It can be seen from Figure 6 and Figure 7 that the apparent viscosity and plastic viscosity of the three kinds of tackifiers increase ijn different degrees with the increase of concentration. Among them, the variation of the guar gum slope is the largest, and the rise of AV and PV is the most obvious. The increase of AV and PV of FA-367 and PMHA is relatively low. The AV, PV, and YP of FA-367 are in a low state, and the tackifying effect is not apparent. The b value of the PMHA base-slurry system changes dramatically, which is easy to causes the instability of base-slurry rheology and is not conducive to the flow pattern control of drilling base-slurry. Due to the relatively low viscosity of NIPAM-B after modification, the most substantial viscosifying effect should be selected to make up for it in the three viscosifiers. Therefore, guar gum is selected as the viscosifier of drilling fluid. The slope of guar gum PV, YP, and b values changes significantly at 0.5 %, indicating that the controllability is difficult at this concentration. However, to ensure that guar gum can play a maximum viscosifying effect, 0.4 % guar gum is selected as the most appropriate viscosifier of drilling fluid.

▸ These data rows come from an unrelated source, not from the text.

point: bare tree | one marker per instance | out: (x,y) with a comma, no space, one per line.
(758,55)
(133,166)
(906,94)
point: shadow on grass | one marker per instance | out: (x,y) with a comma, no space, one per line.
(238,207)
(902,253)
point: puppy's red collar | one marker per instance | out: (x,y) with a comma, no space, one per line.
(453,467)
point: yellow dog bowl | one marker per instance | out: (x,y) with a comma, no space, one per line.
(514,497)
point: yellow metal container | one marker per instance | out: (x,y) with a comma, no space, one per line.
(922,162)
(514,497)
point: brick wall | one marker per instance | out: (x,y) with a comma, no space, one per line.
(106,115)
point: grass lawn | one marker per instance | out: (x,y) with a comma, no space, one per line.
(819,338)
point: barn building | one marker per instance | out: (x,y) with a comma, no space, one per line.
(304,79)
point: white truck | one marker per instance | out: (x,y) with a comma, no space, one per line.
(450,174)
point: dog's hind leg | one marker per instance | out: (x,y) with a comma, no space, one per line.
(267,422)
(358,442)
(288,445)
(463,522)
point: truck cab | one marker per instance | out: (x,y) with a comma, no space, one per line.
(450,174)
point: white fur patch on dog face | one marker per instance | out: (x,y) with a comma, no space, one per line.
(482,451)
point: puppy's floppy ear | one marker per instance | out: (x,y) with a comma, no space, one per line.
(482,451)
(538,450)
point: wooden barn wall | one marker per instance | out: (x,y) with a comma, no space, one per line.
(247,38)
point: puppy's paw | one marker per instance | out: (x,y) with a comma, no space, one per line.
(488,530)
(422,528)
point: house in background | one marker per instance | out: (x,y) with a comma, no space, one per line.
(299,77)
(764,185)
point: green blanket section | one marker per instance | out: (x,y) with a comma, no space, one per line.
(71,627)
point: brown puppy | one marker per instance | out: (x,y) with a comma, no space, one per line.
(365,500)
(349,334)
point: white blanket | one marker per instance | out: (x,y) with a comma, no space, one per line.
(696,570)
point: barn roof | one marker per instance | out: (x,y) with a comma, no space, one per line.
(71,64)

3.2.3. Determination of filtrate reducer for drilling fluid

When the filtrate loss of drilling fluid is too large, a large amount of water will enter the formation, resulting in water swelling of shale and rapid decrease of structural stability, and finally wellbore collapse. In addition, excessive filtration will also make the formed filter cake relatively loose, the borehole diameter will be greatly reduced, and the torque in the process of drill string movement will be increased. In particular, pressure change and swabbing will occur when the drill is taken off, and there will be accidents such as sticking. Therefore, reasonable drilling fluid filtration value will be the main method to evaluate the drilling fluid quality. In this experiment, two common drilling fluid filtrate reducer SMP-2 (sulfonated phenolic resin) and SPNH (sulfonated lignite resin), were selected as the screening targets of intelligent drilling fluid inspection system. SPNH and SMP-2 were added 0.5 % – 2.5 % in 400 ml distilled water + 4 % NIPAM-B + 0.4 guar gum solution, respectively. As shown in Figure 8, the relevant data are listed in Table 2 and Table 3 for the optimization process diagram of the type and dosage of the filtrate reducer.

Figure 8.
Determination of Filtration Loss of Drilling Fluid.
Table 2.
Effect of SPNH on drilling fluid performance under different concentrations.

Different types of fluid loss additives have different effects on the viscosity and rheology of the base slurry. It can be seen from Table 2 and Table 3 that except for the slight difference in apparent viscosity (AV) and plastic viscosity (PV) of drilling fluid at 0.5 % concentration, the concentration of SPNH and SMP-2 had no effect on AV and PV values, but the addition ratio of SMP-2 had little interference with the rheology of drilling fluid. The static shear force (YP) is almost not affected by the amount of fluid loss agent added. In contrast, SPNH has a more obvious effect on the viscosity (AV, PV) and rheology of the base slurry.

Table 3.
The influence of SMP-2 on drilling fluid performance under different concentrations.

As shown in Figure 9, the filtration loss of drilling fluid and mud cake thickness is inversely proportional to the addition amount of filtrate reducer. The more the addition amount is, the smaller the mud cake thickness and filtration loss are.

Figure 9.
The influence of fluid loss agent concentration on the fluid loss of drilling fluid (a) and the change of filter cake thickness (b).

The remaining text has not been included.